Kernel function for parsing a packet with variable number of messages.

I am new to CUDA and I am trying to write a efficient kernel function for parsing a packet containing ‘k’ different messages each of different length (which I know). This is what I have done.

//head ----> pointing to a page locked memory i.e start of the packet

//k -----> Number of messages in the packet

host_func()

{

   cudaHostGetDevicePointer(&d_dataPtr, head, 0);

int *h_bytes;

   cudaHostAlloc((void**)&h_bytes, sizeof(int), cudaHostAllocWriteCombined | cudaHostAllocMapped);

   *h_bytes = 0;

   cudaHostGetDevicePointer(&d_bytes, h_bytes, 0);

kernel<<<1,26>>>(d_dataPtr, d_bytes, k);

   cudaThreadSynchronize();

}

__global__ void kernel(char *data, int *bytesProcessed, int *numOfMessages)

{

   int temp = 0;

for(int i=0;i<*numOfMessages;i++)

   {

      switch(*data)

      {

         case 'A':

            //do some processing

            temp = sizeof(MessageA);

            break;

         case 'B':

            //do some processing

            temp = sizeof(MessageB);

            break;

case 'C':

            //do some processing

            temp = sizeof(MessageB);

            break;

      }

      data += temp;

      *bytesProcessed += temp;

   }

}

I am trying to write the kernel so that all messages with same type are processed on same thread.
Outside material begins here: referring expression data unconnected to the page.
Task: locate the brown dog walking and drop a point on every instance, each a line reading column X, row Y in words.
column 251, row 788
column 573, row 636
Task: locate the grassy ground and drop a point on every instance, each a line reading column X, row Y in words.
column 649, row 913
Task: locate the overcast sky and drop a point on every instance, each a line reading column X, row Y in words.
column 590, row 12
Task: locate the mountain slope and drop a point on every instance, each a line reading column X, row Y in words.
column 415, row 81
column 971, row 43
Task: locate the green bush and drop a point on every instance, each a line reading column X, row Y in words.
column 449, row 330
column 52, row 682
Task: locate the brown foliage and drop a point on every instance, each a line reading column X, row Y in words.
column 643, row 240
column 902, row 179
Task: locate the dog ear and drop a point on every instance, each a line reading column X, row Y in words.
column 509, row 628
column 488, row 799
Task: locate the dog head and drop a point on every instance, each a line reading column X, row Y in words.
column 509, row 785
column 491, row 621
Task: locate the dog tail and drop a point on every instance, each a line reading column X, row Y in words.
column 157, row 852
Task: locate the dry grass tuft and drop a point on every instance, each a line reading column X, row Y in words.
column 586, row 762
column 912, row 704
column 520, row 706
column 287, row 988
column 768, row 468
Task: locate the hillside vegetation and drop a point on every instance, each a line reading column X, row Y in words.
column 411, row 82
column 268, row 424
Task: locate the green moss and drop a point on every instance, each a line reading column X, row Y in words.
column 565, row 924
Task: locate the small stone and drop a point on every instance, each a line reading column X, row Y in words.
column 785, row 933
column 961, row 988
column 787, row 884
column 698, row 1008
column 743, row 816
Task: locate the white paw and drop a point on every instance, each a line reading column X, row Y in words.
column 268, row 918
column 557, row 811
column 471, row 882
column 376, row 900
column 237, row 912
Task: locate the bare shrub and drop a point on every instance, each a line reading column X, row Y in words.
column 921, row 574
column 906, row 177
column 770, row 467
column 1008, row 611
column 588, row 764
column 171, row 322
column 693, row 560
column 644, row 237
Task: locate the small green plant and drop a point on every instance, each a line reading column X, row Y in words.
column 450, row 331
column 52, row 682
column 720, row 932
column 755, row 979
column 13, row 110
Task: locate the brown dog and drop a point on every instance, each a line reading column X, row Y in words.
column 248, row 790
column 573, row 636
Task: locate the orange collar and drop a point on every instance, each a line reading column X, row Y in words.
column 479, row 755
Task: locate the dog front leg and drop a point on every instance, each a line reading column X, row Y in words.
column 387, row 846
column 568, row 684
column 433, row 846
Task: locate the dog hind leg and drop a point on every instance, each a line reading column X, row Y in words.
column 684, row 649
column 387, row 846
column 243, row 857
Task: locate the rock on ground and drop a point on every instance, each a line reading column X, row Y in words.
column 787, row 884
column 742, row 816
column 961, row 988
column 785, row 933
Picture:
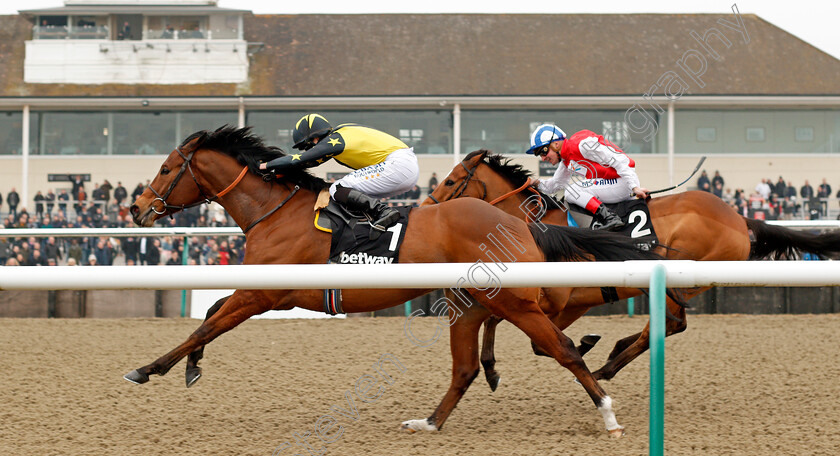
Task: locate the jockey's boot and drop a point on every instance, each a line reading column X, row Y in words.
column 609, row 220
column 380, row 214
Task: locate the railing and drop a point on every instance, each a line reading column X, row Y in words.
column 643, row 274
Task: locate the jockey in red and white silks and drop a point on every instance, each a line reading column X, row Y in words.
column 593, row 171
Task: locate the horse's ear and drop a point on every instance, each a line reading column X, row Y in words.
column 476, row 156
column 195, row 143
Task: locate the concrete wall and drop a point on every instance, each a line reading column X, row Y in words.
column 92, row 304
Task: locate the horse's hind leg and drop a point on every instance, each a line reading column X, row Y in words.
column 642, row 342
column 463, row 342
column 546, row 335
column 193, row 371
column 239, row 307
column 488, row 357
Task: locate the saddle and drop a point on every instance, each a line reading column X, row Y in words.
column 634, row 213
column 352, row 239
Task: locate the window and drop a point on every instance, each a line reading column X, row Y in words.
column 50, row 28
column 706, row 134
column 755, row 134
column 804, row 134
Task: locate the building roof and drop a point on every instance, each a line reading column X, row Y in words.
column 130, row 9
column 482, row 55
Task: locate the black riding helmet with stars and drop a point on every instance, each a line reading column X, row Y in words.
column 309, row 127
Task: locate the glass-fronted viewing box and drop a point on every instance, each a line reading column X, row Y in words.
column 428, row 131
column 138, row 27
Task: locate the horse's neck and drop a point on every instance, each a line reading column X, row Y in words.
column 516, row 206
column 254, row 198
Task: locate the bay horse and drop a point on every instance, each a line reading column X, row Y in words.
column 694, row 225
column 225, row 163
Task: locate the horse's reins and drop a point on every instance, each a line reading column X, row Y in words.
column 186, row 166
column 471, row 172
column 463, row 187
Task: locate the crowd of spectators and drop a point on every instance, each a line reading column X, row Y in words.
column 107, row 207
column 779, row 200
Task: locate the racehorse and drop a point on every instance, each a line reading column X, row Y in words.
column 694, row 225
column 225, row 164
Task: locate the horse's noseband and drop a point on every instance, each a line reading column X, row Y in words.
column 460, row 189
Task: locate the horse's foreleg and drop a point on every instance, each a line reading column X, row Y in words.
column 622, row 345
column 464, row 346
column 193, row 371
column 488, row 357
column 641, row 343
column 546, row 335
column 239, row 307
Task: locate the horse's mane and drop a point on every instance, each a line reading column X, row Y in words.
column 250, row 150
column 516, row 174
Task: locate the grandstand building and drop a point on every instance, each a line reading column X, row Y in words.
column 106, row 88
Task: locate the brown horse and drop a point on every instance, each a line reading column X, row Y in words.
column 225, row 164
column 695, row 225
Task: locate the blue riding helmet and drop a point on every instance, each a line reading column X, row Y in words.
column 544, row 135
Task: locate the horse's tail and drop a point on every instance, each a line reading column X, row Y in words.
column 560, row 243
column 778, row 242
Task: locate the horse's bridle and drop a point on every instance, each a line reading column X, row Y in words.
column 470, row 172
column 187, row 167
column 463, row 186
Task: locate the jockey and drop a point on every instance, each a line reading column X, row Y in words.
column 594, row 171
column 384, row 165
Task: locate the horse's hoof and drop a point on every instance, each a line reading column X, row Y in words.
column 413, row 426
column 493, row 381
column 136, row 377
column 617, row 433
column 193, row 375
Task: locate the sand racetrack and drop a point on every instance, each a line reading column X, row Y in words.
column 736, row 385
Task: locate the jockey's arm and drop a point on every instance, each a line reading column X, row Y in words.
column 306, row 159
column 594, row 150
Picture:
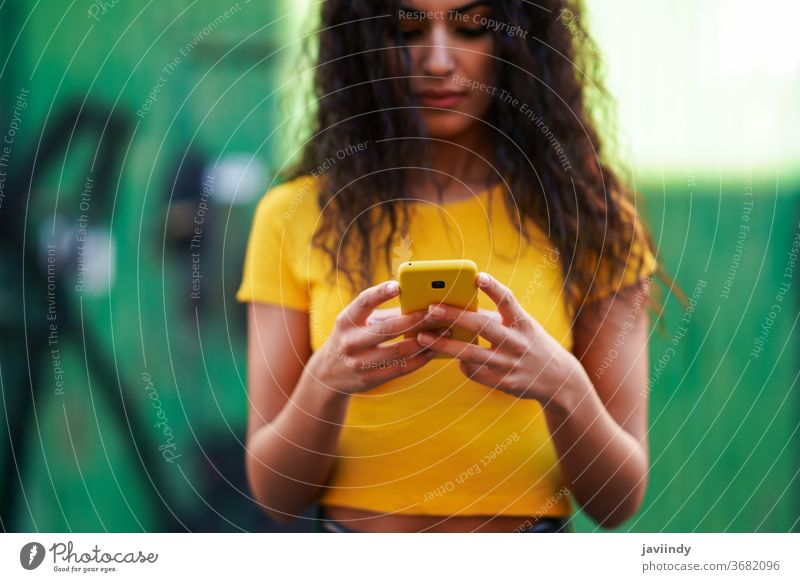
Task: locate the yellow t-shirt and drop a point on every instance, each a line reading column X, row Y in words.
column 432, row 441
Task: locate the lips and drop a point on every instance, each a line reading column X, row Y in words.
column 440, row 98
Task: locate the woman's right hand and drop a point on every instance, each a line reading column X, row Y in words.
column 352, row 361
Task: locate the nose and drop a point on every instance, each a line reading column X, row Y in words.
column 439, row 59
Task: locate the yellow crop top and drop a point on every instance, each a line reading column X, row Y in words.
column 431, row 442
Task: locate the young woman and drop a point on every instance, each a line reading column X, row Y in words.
column 450, row 129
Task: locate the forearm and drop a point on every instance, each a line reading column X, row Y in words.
column 290, row 459
column 605, row 466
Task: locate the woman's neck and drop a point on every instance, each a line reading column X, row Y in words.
column 458, row 166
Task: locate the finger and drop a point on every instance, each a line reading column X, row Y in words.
column 478, row 323
column 465, row 351
column 364, row 304
column 478, row 373
column 503, row 297
column 399, row 350
column 371, row 335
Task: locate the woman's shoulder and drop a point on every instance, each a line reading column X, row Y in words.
column 293, row 199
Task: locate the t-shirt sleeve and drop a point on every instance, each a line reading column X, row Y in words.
column 640, row 262
column 270, row 273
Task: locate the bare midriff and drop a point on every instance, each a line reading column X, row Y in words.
column 367, row 521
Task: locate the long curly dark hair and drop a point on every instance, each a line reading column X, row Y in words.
column 582, row 204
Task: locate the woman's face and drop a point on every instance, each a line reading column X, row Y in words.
column 451, row 48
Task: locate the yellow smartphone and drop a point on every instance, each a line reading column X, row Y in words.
column 448, row 281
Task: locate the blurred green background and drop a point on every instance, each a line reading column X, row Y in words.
column 118, row 113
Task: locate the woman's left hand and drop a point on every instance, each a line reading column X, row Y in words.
column 524, row 360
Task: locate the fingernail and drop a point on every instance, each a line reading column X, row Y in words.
column 424, row 337
column 435, row 310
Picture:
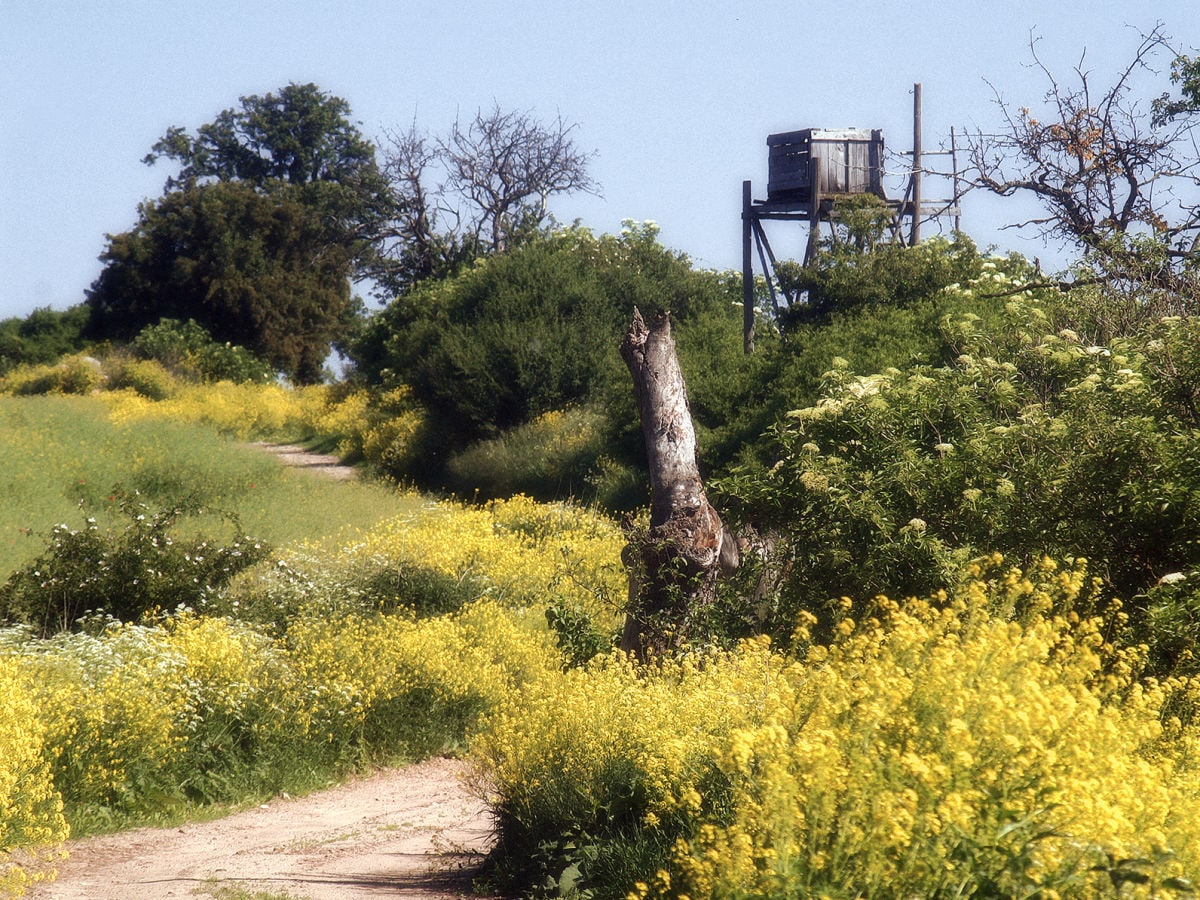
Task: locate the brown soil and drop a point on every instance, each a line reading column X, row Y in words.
column 415, row 832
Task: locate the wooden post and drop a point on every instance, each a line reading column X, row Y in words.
column 673, row 567
column 815, row 216
column 747, row 270
column 915, row 235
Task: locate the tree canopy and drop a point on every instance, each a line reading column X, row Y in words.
column 1115, row 177
column 256, row 270
column 276, row 205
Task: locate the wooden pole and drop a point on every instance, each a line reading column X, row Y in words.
column 815, row 217
column 672, row 567
column 954, row 163
column 747, row 270
column 915, row 234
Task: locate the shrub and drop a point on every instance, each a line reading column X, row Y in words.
column 144, row 568
column 1031, row 442
column 551, row 457
column 528, row 331
column 148, row 378
column 42, row 337
column 73, row 375
column 187, row 348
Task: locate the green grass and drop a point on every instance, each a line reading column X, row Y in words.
column 63, row 460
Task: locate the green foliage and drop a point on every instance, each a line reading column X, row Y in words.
column 1186, row 73
column 529, row 331
column 547, row 459
column 300, row 138
column 127, row 574
column 72, row 375
column 859, row 271
column 42, row 336
column 189, row 348
column 253, row 269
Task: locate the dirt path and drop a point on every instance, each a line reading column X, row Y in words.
column 402, row 833
column 298, row 457
column 415, row 832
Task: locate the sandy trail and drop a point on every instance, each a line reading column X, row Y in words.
column 415, row 832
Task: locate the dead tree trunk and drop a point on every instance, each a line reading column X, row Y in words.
column 673, row 567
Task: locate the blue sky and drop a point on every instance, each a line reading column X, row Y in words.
column 677, row 99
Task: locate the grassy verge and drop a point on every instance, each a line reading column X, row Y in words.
column 63, row 459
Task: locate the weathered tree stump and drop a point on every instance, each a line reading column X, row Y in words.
column 675, row 564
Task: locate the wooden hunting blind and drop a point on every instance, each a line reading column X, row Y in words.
column 851, row 161
column 809, row 173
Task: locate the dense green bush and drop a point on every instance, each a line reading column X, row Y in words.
column 42, row 336
column 527, row 331
column 849, row 274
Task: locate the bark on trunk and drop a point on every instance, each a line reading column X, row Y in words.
column 673, row 567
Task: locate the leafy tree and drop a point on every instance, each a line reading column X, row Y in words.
column 253, row 269
column 532, row 330
column 1114, row 179
column 477, row 190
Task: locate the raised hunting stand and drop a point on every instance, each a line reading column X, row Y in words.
column 809, row 171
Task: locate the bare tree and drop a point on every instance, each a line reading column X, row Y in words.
column 508, row 165
column 1113, row 178
column 407, row 157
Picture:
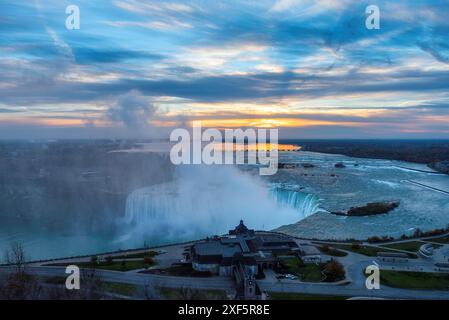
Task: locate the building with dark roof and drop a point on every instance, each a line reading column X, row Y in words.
column 254, row 251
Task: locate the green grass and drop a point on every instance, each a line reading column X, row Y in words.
column 181, row 270
column 150, row 254
column 113, row 287
column 414, row 280
column 443, row 240
column 113, row 266
column 306, row 272
column 332, row 251
column 303, row 296
column 121, row 288
column 192, row 294
column 412, row 246
column 368, row 250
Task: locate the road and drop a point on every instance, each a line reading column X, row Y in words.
column 212, row 283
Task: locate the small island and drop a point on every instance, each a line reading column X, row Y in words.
column 370, row 209
column 340, row 165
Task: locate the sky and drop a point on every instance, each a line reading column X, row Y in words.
column 139, row 68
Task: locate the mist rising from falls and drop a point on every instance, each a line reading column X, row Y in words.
column 306, row 204
column 207, row 200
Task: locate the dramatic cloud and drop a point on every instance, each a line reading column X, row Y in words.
column 307, row 66
column 132, row 109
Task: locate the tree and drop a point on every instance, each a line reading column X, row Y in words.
column 185, row 293
column 18, row 285
column 15, row 257
column 147, row 261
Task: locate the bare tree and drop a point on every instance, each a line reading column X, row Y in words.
column 185, row 293
column 151, row 290
column 92, row 285
column 19, row 285
column 15, row 257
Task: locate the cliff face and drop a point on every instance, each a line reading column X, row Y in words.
column 67, row 182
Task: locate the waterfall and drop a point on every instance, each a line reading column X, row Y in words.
column 206, row 201
column 286, row 196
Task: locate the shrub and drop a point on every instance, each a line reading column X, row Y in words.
column 334, row 271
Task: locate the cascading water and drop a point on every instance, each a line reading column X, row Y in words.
column 287, row 197
column 206, row 201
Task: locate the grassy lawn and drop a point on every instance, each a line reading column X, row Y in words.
column 181, row 270
column 368, row 250
column 332, row 251
column 114, row 265
column 150, row 254
column 120, row 288
column 414, row 280
column 112, row 287
column 412, row 246
column 306, row 272
column 303, row 296
column 192, row 294
column 440, row 240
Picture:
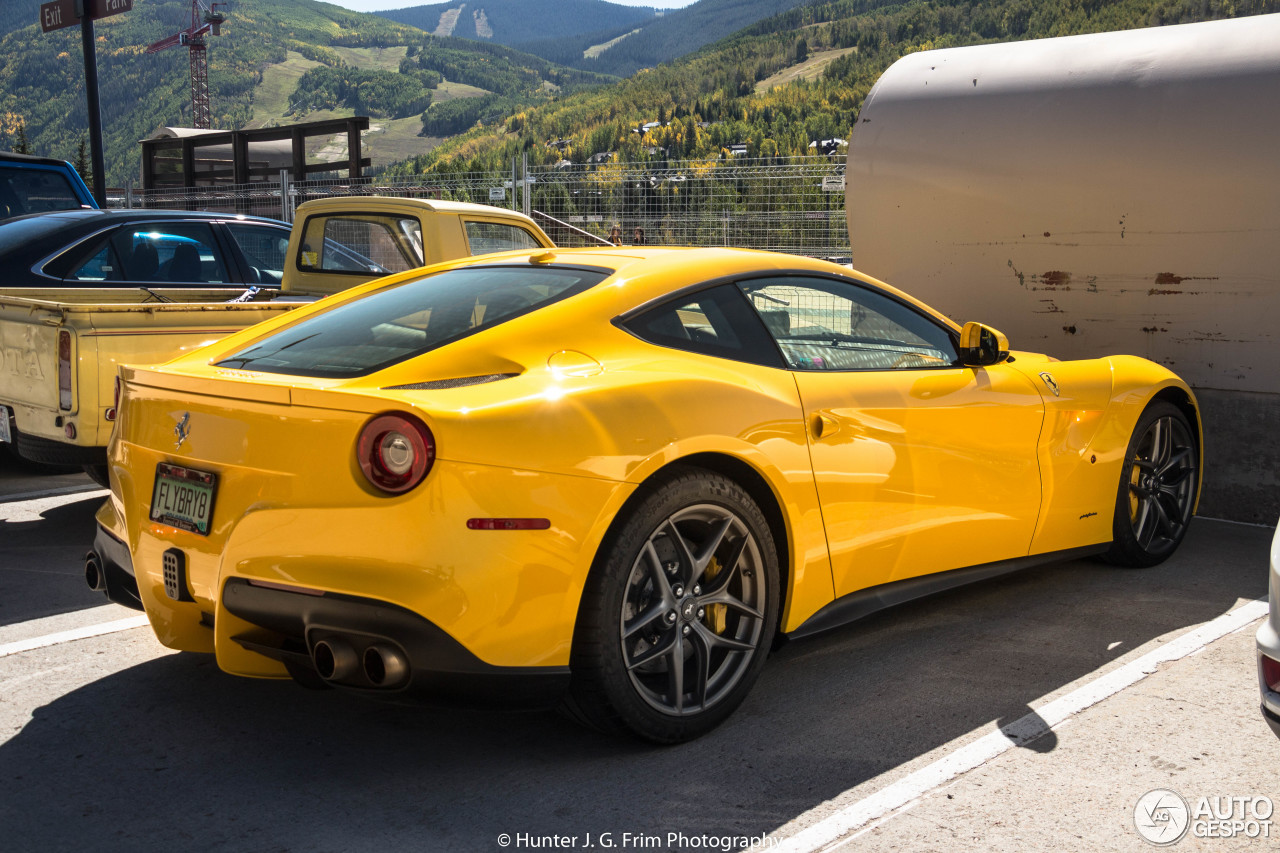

Thanks in advance for your help!!

Unless all of the threads in a warp process the same message type, this will be extremely inefficient as different message types will be executed sequentially.

I am not able to find a way to synchronize the threads. May be adjusting the number of blocks so that a particular thread processes single message. Any idea of how to do that?

You need to know yourself if there is any particular order in the message types that you can exploit.

For the CUDA programming model and its mapping to the hardware, I’d recommend to make yourself familiar with chapters 2 and 4 of the Programming Guide before spending too much time thinking about the algorithm.